Future work expands community engagement
Dr. Liz Perry-Sizemore, vice president and dean of Maryville College, shared information about four new academic initiatives that will enhance the school’s commitment to community engagement: The Myrtle Coker Wilkinson Honors Program that will see high-achieving students contribute to the community through focused research and leadership; the Ellis Center for Faculty and Student Excellence that will support faculty scholarship and development and student collaborations; and the Parks Cowan Liberal Arts Award and Job Childs Lawrence Award that will support curricular development and scholarship, much of which involves community engagement.

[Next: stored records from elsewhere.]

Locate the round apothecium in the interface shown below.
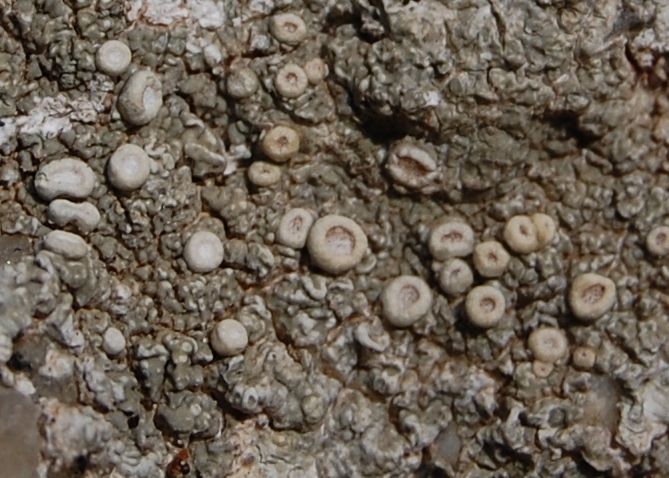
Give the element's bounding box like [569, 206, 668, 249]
[226, 66, 259, 99]
[269, 13, 307, 45]
[210, 319, 248, 356]
[438, 258, 473, 296]
[472, 241, 510, 278]
[531, 213, 557, 247]
[261, 125, 300, 163]
[386, 142, 439, 190]
[117, 70, 163, 125]
[183, 231, 224, 273]
[248, 161, 281, 187]
[304, 58, 328, 84]
[48, 199, 101, 233]
[465, 285, 505, 328]
[35, 157, 97, 201]
[646, 225, 669, 256]
[306, 214, 368, 274]
[568, 272, 616, 322]
[102, 327, 126, 357]
[107, 144, 151, 191]
[503, 215, 539, 254]
[43, 230, 88, 260]
[527, 327, 568, 364]
[276, 208, 315, 249]
[428, 221, 475, 260]
[532, 360, 553, 378]
[572, 346, 596, 369]
[381, 275, 433, 327]
[274, 63, 308, 99]
[96, 40, 132, 76]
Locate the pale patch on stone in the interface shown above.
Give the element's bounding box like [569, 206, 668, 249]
[0, 80, 110, 145]
[187, 0, 226, 29]
[39, 346, 75, 380]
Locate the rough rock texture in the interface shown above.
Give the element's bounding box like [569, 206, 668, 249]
[2, 0, 669, 477]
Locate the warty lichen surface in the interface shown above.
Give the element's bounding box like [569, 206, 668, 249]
[2, 0, 669, 477]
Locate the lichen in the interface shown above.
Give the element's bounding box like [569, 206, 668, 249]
[2, 0, 669, 476]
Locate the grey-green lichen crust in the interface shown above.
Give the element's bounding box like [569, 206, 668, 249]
[2, 0, 669, 477]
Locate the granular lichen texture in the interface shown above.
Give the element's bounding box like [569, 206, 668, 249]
[3, 1, 669, 477]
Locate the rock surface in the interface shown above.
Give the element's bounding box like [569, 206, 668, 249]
[0, 388, 40, 478]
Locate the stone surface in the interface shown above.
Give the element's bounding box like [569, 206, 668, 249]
[0, 388, 40, 478]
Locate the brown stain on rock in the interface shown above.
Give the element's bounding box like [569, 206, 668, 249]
[0, 234, 32, 265]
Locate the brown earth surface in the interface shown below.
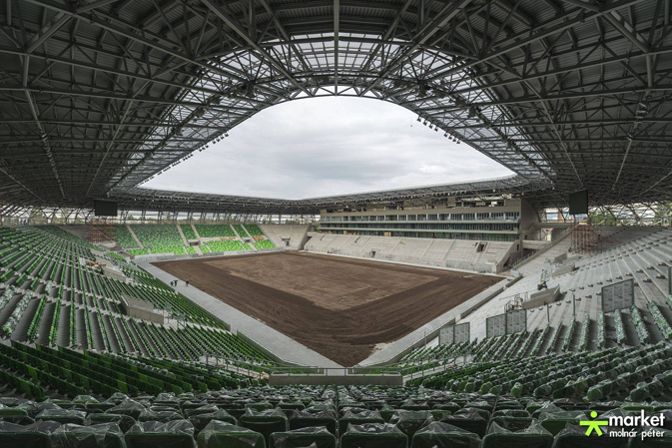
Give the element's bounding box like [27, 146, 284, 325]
[154, 252, 501, 366]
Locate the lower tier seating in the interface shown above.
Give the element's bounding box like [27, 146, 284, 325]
[0, 385, 668, 448]
[416, 342, 672, 404]
[0, 341, 255, 401]
[194, 225, 235, 238]
[201, 240, 248, 254]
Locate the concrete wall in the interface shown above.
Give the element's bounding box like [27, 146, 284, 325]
[259, 224, 310, 250]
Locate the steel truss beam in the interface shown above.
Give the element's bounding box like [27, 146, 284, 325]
[0, 0, 670, 212]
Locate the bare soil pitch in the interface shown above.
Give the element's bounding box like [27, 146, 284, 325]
[154, 252, 501, 366]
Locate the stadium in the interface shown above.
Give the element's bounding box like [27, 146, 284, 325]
[0, 0, 670, 447]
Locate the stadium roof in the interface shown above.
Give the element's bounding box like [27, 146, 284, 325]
[1, 0, 671, 213]
[113, 175, 551, 214]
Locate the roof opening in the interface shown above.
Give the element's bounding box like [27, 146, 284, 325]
[144, 96, 513, 199]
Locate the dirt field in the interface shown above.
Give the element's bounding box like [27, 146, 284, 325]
[154, 252, 501, 366]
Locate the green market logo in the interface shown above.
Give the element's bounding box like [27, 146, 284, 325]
[580, 411, 608, 436]
[580, 410, 666, 440]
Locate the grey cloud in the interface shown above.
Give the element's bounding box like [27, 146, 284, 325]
[146, 96, 513, 199]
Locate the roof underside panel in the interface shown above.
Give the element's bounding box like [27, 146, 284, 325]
[0, 0, 670, 213]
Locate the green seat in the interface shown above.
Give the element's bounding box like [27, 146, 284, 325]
[247, 402, 274, 412]
[482, 421, 553, 448]
[182, 402, 210, 414]
[239, 408, 288, 447]
[196, 421, 265, 448]
[380, 406, 396, 422]
[400, 399, 430, 411]
[458, 407, 491, 421]
[190, 409, 237, 432]
[278, 402, 305, 411]
[340, 409, 385, 431]
[591, 402, 623, 412]
[86, 413, 136, 432]
[411, 422, 481, 448]
[0, 407, 32, 425]
[490, 416, 534, 432]
[85, 403, 115, 413]
[429, 410, 452, 422]
[495, 401, 525, 411]
[392, 410, 433, 439]
[464, 401, 493, 413]
[270, 426, 337, 448]
[441, 410, 488, 437]
[184, 405, 219, 418]
[150, 405, 181, 413]
[125, 420, 196, 448]
[138, 410, 184, 423]
[538, 410, 585, 436]
[35, 408, 86, 425]
[362, 400, 386, 410]
[0, 421, 60, 448]
[290, 414, 337, 435]
[224, 408, 246, 420]
[493, 410, 531, 418]
[50, 400, 77, 409]
[433, 403, 461, 413]
[552, 424, 628, 447]
[51, 422, 125, 448]
[108, 399, 146, 420]
[341, 423, 408, 448]
[72, 395, 98, 405]
[628, 428, 672, 447]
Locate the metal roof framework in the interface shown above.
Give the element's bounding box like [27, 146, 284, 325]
[110, 174, 550, 214]
[1, 0, 672, 214]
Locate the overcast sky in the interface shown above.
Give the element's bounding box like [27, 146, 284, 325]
[145, 96, 513, 199]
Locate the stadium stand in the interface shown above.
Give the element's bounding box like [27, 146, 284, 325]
[232, 224, 249, 239]
[128, 225, 193, 256]
[193, 225, 236, 239]
[201, 240, 249, 254]
[243, 224, 264, 238]
[4, 0, 672, 444]
[0, 226, 274, 367]
[254, 240, 275, 250]
[0, 224, 669, 446]
[304, 233, 515, 273]
[180, 225, 197, 241]
[109, 223, 281, 257]
[458, 227, 672, 343]
[0, 370, 669, 446]
[114, 227, 138, 251]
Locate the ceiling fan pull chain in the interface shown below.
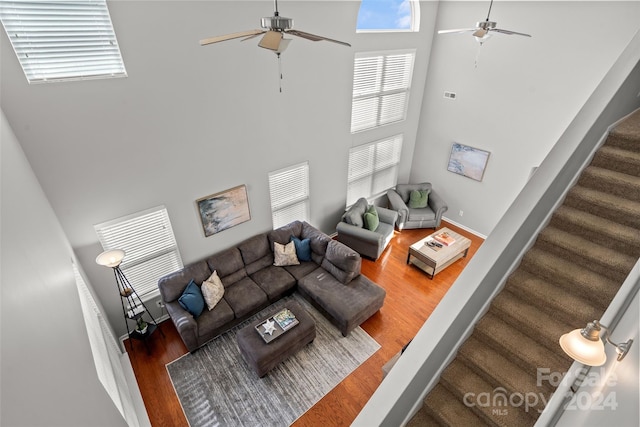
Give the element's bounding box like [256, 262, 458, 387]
[277, 52, 283, 93]
[475, 45, 482, 69]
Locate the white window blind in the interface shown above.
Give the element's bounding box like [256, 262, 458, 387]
[0, 0, 127, 83]
[347, 134, 403, 206]
[94, 206, 182, 300]
[351, 50, 415, 133]
[268, 162, 310, 229]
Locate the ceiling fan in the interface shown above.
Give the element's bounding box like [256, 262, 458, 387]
[438, 0, 531, 44]
[199, 0, 351, 53]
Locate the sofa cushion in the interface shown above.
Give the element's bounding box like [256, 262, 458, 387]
[396, 183, 432, 204]
[178, 279, 205, 317]
[238, 233, 272, 273]
[274, 241, 300, 266]
[321, 240, 361, 285]
[196, 298, 235, 339]
[408, 189, 430, 209]
[223, 277, 268, 317]
[301, 221, 331, 264]
[250, 266, 296, 301]
[206, 248, 247, 287]
[158, 261, 211, 303]
[284, 261, 321, 281]
[298, 268, 386, 336]
[363, 205, 379, 231]
[342, 198, 368, 228]
[202, 271, 225, 310]
[268, 221, 303, 250]
[408, 206, 436, 222]
[290, 235, 312, 261]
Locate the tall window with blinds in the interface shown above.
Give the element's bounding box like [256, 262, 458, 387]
[347, 135, 403, 206]
[268, 162, 310, 229]
[0, 0, 127, 83]
[94, 206, 182, 301]
[351, 50, 415, 133]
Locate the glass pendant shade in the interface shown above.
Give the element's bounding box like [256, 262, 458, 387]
[559, 328, 607, 366]
[96, 249, 126, 268]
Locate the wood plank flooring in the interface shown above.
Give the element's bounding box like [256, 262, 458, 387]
[125, 221, 484, 427]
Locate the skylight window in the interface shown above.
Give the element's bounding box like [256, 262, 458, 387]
[0, 0, 127, 83]
[356, 0, 420, 32]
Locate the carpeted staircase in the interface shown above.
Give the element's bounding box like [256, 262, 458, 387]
[408, 109, 640, 426]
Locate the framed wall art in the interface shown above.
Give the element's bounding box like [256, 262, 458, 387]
[197, 185, 251, 237]
[447, 143, 491, 182]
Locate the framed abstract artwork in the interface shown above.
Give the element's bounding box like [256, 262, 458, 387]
[197, 185, 251, 237]
[447, 143, 490, 181]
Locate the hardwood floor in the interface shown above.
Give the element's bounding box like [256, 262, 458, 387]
[125, 221, 484, 427]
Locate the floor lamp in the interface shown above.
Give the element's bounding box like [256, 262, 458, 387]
[96, 249, 163, 353]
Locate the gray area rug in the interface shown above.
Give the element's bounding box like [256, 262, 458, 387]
[166, 293, 380, 427]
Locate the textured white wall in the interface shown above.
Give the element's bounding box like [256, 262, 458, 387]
[0, 110, 127, 426]
[412, 1, 640, 236]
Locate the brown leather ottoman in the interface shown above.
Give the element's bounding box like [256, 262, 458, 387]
[236, 300, 316, 377]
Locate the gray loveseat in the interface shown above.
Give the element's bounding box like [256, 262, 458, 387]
[158, 220, 386, 352]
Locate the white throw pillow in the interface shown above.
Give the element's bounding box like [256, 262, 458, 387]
[201, 270, 225, 310]
[273, 241, 300, 266]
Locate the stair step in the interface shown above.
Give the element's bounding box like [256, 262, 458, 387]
[458, 335, 555, 403]
[549, 205, 640, 257]
[533, 226, 636, 283]
[439, 359, 538, 427]
[418, 383, 491, 427]
[577, 166, 640, 200]
[591, 145, 640, 177]
[489, 290, 575, 354]
[520, 247, 619, 311]
[472, 313, 572, 390]
[606, 110, 640, 152]
[564, 185, 640, 229]
[506, 269, 604, 326]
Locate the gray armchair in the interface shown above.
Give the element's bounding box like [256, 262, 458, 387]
[336, 198, 398, 260]
[387, 183, 448, 230]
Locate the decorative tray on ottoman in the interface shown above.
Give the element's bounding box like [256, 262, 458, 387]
[255, 307, 299, 344]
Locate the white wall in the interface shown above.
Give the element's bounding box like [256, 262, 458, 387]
[413, 1, 640, 236]
[0, 0, 436, 338]
[555, 289, 639, 427]
[0, 110, 127, 426]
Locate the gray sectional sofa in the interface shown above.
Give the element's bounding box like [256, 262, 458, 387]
[158, 220, 386, 352]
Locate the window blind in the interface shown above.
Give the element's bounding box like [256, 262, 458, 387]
[0, 0, 127, 83]
[94, 206, 182, 300]
[351, 50, 415, 133]
[268, 162, 310, 229]
[347, 134, 403, 206]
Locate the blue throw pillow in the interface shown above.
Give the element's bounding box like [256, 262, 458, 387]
[290, 235, 312, 262]
[178, 279, 205, 317]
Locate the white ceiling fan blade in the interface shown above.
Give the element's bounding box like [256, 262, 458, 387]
[258, 30, 283, 50]
[286, 29, 351, 47]
[493, 28, 532, 37]
[438, 28, 477, 35]
[200, 29, 265, 46]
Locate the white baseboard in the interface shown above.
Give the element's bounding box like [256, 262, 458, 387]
[441, 217, 487, 239]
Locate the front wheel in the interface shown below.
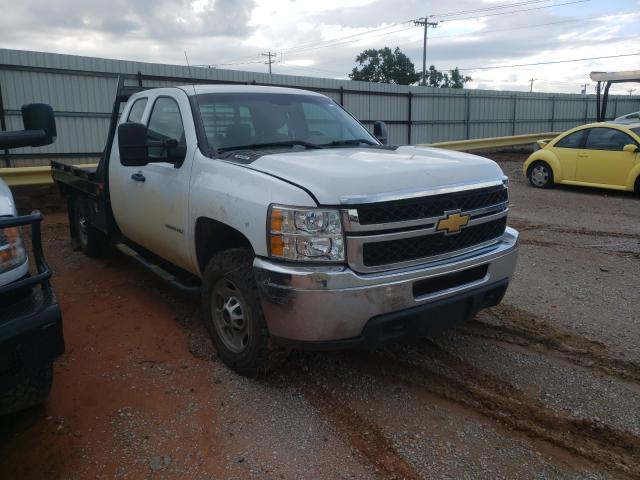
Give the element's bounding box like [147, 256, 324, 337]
[528, 161, 554, 188]
[201, 248, 289, 377]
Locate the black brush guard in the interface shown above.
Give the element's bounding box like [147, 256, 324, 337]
[0, 211, 52, 297]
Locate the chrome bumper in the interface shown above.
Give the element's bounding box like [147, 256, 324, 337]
[254, 227, 519, 343]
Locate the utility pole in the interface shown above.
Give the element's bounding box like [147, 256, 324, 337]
[581, 83, 587, 95]
[529, 78, 537, 93]
[629, 88, 636, 96]
[262, 51, 277, 74]
[414, 16, 438, 86]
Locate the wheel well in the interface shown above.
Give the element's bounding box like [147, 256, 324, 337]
[195, 217, 253, 274]
[635, 175, 640, 194]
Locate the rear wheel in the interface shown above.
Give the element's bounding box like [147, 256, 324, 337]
[201, 248, 289, 377]
[73, 198, 106, 257]
[528, 161, 554, 188]
[635, 177, 640, 196]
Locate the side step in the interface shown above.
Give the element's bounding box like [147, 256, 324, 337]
[115, 243, 201, 295]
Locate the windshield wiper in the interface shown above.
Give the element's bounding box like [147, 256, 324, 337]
[322, 139, 378, 147]
[218, 140, 323, 152]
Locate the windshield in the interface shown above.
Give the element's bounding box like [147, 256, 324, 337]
[194, 92, 378, 152]
[632, 127, 640, 137]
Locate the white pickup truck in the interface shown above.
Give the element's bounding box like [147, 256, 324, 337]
[53, 79, 519, 376]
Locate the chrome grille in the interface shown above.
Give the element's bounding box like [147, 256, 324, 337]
[356, 185, 508, 225]
[362, 217, 507, 267]
[342, 183, 509, 273]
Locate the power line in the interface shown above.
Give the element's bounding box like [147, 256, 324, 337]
[437, 0, 592, 22]
[454, 52, 640, 71]
[249, 0, 588, 61]
[276, 22, 414, 56]
[430, 0, 557, 18]
[269, 0, 592, 61]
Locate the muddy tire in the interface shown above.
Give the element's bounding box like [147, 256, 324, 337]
[0, 363, 53, 415]
[73, 198, 106, 257]
[527, 161, 554, 189]
[201, 248, 289, 377]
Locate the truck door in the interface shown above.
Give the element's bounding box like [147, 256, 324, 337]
[109, 90, 195, 272]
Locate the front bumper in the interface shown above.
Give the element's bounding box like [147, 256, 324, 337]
[0, 211, 65, 388]
[254, 227, 519, 346]
[0, 288, 64, 388]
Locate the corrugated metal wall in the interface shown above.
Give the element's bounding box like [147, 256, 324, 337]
[1, 48, 639, 167]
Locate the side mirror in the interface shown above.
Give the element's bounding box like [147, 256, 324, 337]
[22, 104, 57, 146]
[118, 122, 149, 167]
[623, 144, 639, 153]
[373, 121, 388, 145]
[0, 103, 57, 150]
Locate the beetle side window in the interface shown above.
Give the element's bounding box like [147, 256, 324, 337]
[127, 98, 148, 123]
[147, 97, 185, 159]
[555, 130, 586, 149]
[584, 128, 635, 151]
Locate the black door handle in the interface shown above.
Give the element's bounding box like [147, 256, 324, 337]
[131, 172, 146, 182]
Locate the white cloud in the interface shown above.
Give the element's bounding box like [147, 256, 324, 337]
[0, 0, 638, 93]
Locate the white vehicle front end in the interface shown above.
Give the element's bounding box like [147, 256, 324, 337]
[0, 179, 29, 287]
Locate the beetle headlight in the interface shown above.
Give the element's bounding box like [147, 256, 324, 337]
[268, 206, 344, 262]
[0, 226, 27, 273]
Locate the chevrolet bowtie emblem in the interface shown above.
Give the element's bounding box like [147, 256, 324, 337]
[436, 211, 470, 235]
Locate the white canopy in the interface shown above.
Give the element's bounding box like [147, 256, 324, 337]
[590, 70, 640, 82]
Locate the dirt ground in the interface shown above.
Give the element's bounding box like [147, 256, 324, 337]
[1, 151, 639, 479]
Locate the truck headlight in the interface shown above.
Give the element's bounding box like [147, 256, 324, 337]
[0, 226, 27, 273]
[268, 206, 344, 262]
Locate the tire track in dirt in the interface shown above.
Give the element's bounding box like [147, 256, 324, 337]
[352, 345, 640, 478]
[290, 371, 422, 480]
[459, 304, 640, 385]
[510, 220, 639, 240]
[518, 238, 640, 259]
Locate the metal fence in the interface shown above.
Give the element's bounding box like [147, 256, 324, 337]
[1, 48, 639, 167]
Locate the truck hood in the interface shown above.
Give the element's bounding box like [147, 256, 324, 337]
[249, 146, 505, 205]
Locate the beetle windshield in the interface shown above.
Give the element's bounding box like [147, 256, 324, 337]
[193, 92, 378, 152]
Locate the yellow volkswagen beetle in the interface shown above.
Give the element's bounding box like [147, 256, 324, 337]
[523, 122, 640, 193]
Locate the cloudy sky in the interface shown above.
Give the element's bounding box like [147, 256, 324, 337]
[1, 0, 638, 94]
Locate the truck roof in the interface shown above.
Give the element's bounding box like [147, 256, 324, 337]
[178, 84, 324, 97]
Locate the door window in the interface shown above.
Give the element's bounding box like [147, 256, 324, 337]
[555, 130, 586, 149]
[127, 98, 148, 123]
[147, 97, 185, 159]
[584, 128, 635, 151]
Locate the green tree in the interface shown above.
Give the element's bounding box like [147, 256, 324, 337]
[426, 65, 472, 88]
[349, 47, 420, 85]
[447, 67, 472, 88]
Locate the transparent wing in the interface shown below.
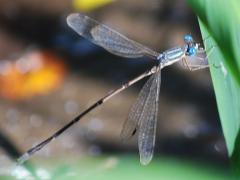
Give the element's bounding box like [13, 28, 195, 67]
[67, 13, 159, 59]
[120, 73, 156, 140]
[184, 48, 209, 70]
[138, 70, 161, 165]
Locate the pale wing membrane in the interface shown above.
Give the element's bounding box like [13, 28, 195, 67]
[120, 74, 156, 140]
[67, 13, 159, 59]
[138, 70, 161, 165]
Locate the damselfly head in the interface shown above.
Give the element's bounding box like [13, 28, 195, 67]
[184, 35, 200, 56]
[184, 34, 193, 44]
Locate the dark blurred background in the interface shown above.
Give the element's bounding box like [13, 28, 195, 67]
[0, 0, 230, 179]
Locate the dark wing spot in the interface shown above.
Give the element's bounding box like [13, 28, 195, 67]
[131, 128, 137, 136]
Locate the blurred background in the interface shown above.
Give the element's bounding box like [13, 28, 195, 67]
[0, 0, 232, 179]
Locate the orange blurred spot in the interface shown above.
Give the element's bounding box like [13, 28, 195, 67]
[0, 50, 66, 100]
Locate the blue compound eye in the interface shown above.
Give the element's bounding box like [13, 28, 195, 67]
[187, 47, 196, 56]
[184, 34, 193, 43]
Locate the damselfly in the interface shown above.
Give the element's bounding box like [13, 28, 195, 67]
[18, 13, 209, 165]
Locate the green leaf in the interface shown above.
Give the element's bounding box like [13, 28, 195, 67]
[198, 21, 240, 156]
[187, 0, 240, 85]
[8, 155, 233, 180]
[186, 0, 240, 176]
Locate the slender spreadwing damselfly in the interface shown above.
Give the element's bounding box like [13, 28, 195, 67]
[18, 13, 209, 165]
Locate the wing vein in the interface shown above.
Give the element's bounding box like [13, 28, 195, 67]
[67, 13, 159, 59]
[120, 74, 156, 140]
[138, 70, 161, 165]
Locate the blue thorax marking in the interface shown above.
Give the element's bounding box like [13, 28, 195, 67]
[157, 34, 198, 62]
[157, 47, 185, 66]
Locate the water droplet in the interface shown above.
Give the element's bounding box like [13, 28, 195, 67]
[220, 62, 227, 77]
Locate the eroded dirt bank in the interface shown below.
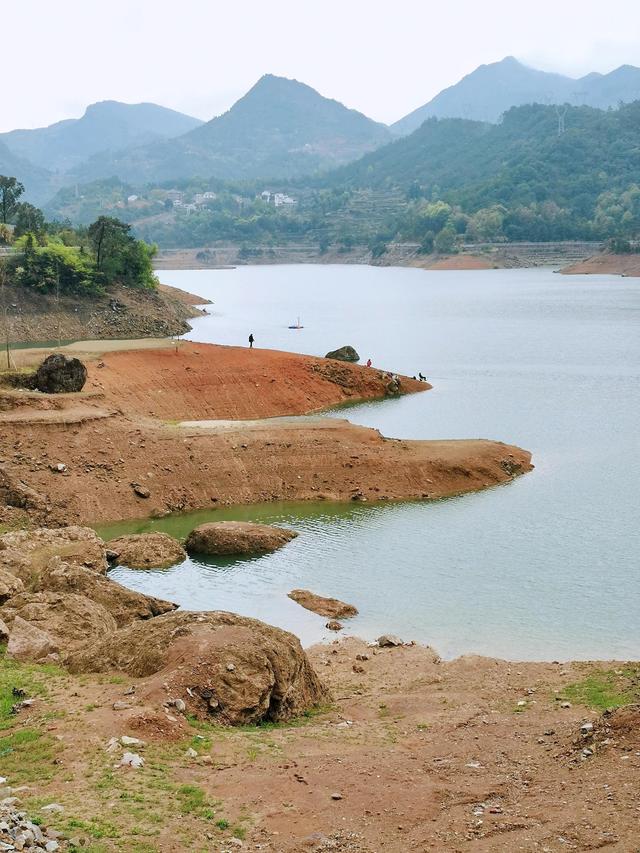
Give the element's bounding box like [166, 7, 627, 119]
[1, 281, 205, 345]
[0, 342, 531, 526]
[561, 253, 640, 277]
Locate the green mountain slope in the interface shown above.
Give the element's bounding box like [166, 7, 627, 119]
[333, 101, 640, 217]
[69, 75, 392, 185]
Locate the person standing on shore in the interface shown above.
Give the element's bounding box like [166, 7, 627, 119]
[249, 333, 254, 349]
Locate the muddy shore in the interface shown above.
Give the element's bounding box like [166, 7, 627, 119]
[0, 341, 530, 527]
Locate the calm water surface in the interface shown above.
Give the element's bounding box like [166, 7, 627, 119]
[105, 265, 640, 660]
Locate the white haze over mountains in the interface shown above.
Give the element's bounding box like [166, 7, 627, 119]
[3, 0, 640, 132]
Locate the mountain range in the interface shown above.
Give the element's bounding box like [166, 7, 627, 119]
[69, 75, 391, 186]
[2, 58, 640, 206]
[391, 56, 640, 134]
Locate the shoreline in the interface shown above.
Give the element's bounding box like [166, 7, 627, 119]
[0, 340, 530, 528]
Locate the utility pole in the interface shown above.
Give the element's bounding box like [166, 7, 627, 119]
[0, 262, 11, 370]
[555, 104, 568, 136]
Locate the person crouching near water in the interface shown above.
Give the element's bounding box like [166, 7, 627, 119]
[249, 333, 254, 349]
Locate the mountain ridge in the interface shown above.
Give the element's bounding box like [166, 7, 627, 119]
[391, 56, 640, 134]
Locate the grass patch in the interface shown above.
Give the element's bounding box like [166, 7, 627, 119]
[176, 784, 218, 820]
[0, 648, 64, 728]
[0, 728, 62, 783]
[562, 667, 640, 710]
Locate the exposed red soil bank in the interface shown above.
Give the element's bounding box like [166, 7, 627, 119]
[561, 253, 640, 277]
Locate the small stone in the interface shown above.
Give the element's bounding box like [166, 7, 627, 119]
[226, 663, 236, 672]
[330, 792, 343, 800]
[560, 701, 572, 709]
[516, 700, 527, 707]
[112, 701, 131, 711]
[120, 736, 145, 747]
[40, 803, 64, 813]
[377, 634, 403, 647]
[174, 698, 186, 712]
[131, 483, 150, 499]
[119, 751, 144, 768]
[186, 747, 198, 758]
[355, 653, 369, 661]
[45, 842, 60, 852]
[580, 722, 594, 735]
[123, 686, 135, 696]
[326, 620, 343, 631]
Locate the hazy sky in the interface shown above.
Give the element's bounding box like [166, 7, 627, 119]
[3, 0, 640, 132]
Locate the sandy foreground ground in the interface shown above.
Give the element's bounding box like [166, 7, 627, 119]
[2, 637, 638, 852]
[0, 341, 530, 526]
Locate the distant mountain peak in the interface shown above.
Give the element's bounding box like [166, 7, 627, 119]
[392, 57, 640, 134]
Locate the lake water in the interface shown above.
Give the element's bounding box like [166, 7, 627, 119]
[105, 265, 640, 661]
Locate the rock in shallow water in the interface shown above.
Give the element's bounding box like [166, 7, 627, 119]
[185, 521, 297, 556]
[288, 589, 358, 619]
[106, 532, 186, 569]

“What attracted me to apply for my job was the College’s intention to ‘do good on the largest possible scale,’ and then graduate students who were committed to the same,” said Perry-Sizemore who started at the College in 2024. “This is a school that gets — in the most complete way – why it is here, and it has been committed to this work for over 200 years. Every day at Maryville College, I better understand and appreciate just how we do this.”
Chris Freeman, the College’s director of community engagement, brought the program to a close, explaining that community engagement is supported by three pillars: Student volunteer programs; the Community Engaged designation of courses in the curriculum; and the Community Engaged Scholars Program, which includes Bonner, Bradford, Brahams, and Kyle scholarship recipients, all 70 of whom do at least 90 hours of work per semester with defined community organizations.
“The Carnegie Classification tells us that we do these things well, but also calls for us to keep improving, to go deeper, and we hope that you’ll join us on that journey,” he said. “As we talk about being a College ‘of and for the region’ and ‘doing good on the largest possible scale’ as our founder urged, we want to invite you to be a part of that work as well. As the saying goes, a rising tide lifts all ships.”